Halftime - Chargers 14, Chiefs 0
Quarter Three
The Chiefs get another chance at redemption, but have a longer road this time having to start at their own 13-yard line. With respect to this, they decide to pave that road with Barry Word runs, the first two netting them six yards. On 3rd-and-4, Okoye is wisely given the ball, and relatively busts loose for 11 yards for a fresh set of what are called 'downs' in American football. Due to his success so far, Okoye is entrusted to block for Word on the next two plays which net a total of -1 yard. On 3rd and 11, Okoye is on the sideline asking if he can leave to do another poster shoot while Word only gains three yards. This initiates a Bryan Barker punt, and the Kansas City special teams are able to trap Lewis at his own 7-yard line. Schottenheimer is given the early-season Coach of the Year award for this play.

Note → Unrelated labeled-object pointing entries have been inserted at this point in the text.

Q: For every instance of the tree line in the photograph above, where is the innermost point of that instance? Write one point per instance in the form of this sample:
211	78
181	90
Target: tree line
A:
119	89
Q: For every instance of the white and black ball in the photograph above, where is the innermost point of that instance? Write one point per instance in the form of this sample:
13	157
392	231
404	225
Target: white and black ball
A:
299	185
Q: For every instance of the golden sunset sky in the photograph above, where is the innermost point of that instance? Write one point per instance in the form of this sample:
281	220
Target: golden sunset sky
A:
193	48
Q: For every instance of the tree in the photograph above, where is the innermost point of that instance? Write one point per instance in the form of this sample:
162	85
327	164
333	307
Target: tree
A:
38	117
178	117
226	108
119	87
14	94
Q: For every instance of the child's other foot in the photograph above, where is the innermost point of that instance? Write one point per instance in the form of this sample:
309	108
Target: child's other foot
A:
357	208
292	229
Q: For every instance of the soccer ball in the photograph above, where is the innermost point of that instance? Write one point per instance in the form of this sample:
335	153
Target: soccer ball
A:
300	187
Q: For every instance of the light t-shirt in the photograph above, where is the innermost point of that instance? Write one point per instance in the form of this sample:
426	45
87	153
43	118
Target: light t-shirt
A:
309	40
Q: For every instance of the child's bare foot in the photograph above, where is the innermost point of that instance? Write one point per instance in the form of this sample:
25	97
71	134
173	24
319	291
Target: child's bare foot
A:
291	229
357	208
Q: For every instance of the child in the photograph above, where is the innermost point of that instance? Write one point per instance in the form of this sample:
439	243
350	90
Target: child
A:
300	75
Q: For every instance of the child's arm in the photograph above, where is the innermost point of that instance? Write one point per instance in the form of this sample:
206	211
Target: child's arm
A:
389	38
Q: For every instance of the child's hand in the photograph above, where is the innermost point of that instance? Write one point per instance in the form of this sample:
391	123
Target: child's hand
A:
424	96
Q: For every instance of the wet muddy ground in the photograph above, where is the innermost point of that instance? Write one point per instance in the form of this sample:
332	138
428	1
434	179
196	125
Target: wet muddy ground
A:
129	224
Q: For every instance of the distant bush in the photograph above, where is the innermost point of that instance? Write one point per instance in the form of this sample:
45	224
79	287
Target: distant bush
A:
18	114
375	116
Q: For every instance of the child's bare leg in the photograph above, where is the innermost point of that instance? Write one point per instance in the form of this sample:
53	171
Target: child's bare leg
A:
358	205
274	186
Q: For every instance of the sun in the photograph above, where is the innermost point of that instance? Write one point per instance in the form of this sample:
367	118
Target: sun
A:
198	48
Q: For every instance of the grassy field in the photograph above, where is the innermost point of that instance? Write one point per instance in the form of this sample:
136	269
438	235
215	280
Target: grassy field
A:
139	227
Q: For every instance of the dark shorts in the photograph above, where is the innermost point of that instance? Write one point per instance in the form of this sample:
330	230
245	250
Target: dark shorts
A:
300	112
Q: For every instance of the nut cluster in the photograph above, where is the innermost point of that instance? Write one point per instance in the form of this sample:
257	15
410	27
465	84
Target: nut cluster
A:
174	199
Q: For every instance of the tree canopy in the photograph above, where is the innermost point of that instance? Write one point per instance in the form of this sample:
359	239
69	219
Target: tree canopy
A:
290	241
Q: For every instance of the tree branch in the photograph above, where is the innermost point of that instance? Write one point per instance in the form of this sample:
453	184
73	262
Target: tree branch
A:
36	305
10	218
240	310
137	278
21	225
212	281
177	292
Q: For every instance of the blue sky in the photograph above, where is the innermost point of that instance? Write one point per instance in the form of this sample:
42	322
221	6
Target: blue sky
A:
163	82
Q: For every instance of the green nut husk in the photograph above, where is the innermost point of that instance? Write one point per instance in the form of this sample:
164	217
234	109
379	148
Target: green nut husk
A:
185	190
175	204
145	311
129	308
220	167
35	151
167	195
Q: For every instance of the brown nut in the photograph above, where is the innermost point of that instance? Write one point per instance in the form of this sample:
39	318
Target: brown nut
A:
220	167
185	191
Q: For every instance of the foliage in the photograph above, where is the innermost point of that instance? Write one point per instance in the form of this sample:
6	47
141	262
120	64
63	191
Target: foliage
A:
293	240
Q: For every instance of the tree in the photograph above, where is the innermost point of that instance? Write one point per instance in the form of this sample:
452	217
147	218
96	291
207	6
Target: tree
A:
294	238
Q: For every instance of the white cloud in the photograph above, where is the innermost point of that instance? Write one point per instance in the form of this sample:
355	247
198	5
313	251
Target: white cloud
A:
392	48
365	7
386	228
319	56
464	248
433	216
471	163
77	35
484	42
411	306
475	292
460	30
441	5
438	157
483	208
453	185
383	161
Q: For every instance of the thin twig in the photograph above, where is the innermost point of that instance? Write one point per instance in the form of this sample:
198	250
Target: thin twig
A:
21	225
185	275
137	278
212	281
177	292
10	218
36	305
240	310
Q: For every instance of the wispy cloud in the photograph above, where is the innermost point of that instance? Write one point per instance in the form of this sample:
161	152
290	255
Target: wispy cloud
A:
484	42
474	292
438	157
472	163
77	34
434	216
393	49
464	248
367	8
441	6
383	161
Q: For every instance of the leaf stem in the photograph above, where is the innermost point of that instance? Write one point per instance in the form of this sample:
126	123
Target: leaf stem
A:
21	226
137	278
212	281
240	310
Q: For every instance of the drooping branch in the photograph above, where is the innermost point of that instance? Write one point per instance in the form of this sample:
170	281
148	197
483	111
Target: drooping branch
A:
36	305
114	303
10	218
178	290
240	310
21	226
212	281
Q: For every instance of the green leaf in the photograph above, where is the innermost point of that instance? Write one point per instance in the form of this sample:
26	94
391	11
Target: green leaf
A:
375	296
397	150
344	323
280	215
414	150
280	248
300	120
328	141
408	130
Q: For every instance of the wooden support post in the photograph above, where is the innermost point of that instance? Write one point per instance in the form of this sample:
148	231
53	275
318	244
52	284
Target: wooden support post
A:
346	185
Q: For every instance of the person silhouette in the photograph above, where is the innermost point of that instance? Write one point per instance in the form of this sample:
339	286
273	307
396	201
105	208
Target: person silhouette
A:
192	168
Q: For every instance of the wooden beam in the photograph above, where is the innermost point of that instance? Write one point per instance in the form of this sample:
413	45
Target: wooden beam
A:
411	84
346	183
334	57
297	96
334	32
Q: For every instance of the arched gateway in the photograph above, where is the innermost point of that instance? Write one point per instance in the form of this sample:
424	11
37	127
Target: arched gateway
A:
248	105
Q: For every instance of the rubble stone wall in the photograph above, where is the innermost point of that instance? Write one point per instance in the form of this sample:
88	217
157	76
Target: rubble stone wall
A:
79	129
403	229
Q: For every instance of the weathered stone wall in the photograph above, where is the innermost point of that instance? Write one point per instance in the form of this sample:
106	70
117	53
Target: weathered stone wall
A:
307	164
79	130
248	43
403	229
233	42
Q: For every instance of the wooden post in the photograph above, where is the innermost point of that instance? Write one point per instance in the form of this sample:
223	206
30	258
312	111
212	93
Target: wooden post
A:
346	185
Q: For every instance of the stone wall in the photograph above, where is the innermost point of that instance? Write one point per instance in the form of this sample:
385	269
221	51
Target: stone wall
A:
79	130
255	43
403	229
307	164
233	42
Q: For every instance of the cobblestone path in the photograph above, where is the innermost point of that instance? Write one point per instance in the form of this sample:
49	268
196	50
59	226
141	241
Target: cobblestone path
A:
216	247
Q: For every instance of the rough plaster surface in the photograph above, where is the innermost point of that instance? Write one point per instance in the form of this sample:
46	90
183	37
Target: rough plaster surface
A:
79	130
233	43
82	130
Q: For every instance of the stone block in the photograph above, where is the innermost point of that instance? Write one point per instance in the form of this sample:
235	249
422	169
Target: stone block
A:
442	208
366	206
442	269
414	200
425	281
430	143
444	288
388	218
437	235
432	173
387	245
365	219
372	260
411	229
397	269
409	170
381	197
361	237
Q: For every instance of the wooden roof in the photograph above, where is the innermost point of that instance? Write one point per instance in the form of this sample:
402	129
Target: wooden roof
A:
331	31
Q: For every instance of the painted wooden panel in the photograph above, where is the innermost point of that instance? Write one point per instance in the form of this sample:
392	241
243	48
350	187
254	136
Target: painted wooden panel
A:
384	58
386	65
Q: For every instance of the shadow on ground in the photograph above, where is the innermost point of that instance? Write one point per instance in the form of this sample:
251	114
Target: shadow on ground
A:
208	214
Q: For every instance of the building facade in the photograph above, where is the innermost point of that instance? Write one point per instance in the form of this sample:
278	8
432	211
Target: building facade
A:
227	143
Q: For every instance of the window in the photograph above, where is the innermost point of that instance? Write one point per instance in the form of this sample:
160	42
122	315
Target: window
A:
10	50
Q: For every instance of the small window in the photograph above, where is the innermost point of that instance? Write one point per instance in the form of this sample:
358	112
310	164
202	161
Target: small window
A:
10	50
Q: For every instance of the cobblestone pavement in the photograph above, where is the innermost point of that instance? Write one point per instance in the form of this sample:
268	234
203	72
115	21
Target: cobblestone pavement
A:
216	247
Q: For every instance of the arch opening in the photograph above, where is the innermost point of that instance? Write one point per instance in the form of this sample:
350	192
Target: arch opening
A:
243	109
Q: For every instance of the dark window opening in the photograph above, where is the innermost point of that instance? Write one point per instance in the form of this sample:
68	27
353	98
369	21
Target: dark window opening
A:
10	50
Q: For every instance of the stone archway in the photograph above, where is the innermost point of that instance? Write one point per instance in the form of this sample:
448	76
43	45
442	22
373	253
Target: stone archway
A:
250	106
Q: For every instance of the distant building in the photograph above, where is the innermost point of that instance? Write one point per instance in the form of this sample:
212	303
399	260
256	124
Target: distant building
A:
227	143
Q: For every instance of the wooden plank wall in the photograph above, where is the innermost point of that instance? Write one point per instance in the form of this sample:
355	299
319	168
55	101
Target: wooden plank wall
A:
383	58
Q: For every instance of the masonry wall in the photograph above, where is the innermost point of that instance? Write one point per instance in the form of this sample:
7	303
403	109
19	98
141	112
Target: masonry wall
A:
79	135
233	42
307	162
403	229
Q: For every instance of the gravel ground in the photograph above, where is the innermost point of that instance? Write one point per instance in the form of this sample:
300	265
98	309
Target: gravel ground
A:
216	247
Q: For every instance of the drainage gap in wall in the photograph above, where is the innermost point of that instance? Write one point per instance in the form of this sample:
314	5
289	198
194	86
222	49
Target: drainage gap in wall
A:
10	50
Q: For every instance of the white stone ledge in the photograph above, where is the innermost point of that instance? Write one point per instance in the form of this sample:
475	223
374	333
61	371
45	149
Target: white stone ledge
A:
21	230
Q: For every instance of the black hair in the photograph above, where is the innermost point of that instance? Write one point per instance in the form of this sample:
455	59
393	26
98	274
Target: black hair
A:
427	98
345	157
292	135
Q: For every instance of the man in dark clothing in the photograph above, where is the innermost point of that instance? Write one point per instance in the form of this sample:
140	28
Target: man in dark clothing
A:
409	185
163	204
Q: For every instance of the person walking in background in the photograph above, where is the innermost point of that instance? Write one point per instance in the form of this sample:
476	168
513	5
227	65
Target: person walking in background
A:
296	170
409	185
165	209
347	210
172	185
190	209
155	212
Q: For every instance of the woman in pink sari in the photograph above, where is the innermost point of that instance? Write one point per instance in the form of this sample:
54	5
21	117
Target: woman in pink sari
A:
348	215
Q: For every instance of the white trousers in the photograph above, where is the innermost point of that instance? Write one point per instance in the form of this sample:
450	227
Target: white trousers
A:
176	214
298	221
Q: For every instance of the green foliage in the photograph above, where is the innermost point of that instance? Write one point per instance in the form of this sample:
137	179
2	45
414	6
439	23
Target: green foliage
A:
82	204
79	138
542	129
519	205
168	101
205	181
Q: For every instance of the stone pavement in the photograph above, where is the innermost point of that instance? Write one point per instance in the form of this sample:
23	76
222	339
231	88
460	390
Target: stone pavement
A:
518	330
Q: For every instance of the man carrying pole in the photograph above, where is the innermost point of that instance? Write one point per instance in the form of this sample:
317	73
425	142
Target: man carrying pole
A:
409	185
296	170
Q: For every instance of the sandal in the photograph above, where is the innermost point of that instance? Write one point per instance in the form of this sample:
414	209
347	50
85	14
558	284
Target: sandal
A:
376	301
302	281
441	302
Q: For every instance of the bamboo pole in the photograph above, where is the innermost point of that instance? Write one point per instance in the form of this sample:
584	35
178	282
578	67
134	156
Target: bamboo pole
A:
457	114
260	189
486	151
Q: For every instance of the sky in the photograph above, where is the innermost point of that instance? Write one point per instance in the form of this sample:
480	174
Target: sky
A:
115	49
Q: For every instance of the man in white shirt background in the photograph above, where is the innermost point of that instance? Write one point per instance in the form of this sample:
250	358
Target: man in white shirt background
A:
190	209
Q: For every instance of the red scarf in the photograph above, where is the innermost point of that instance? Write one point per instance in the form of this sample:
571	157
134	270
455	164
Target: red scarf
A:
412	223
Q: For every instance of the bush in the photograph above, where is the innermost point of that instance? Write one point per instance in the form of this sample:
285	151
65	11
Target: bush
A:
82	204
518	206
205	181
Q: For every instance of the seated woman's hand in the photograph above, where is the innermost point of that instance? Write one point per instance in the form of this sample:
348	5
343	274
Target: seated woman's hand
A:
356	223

The crowd goes wild to see Marion Butts take his third carry of the game for a total of 2 yards up the middle. Tolliver, looking a bit pale and now sporting a pair of Ray-Bans®, throws a bad pass into coverage, and is dutifully intercepted by Dino Hackett who returns it to the San Diego 5-yard line.
We interrupt this National Football League game to inform you that a record has been broken for most interceptions in a game by two men who would never have those names in real life.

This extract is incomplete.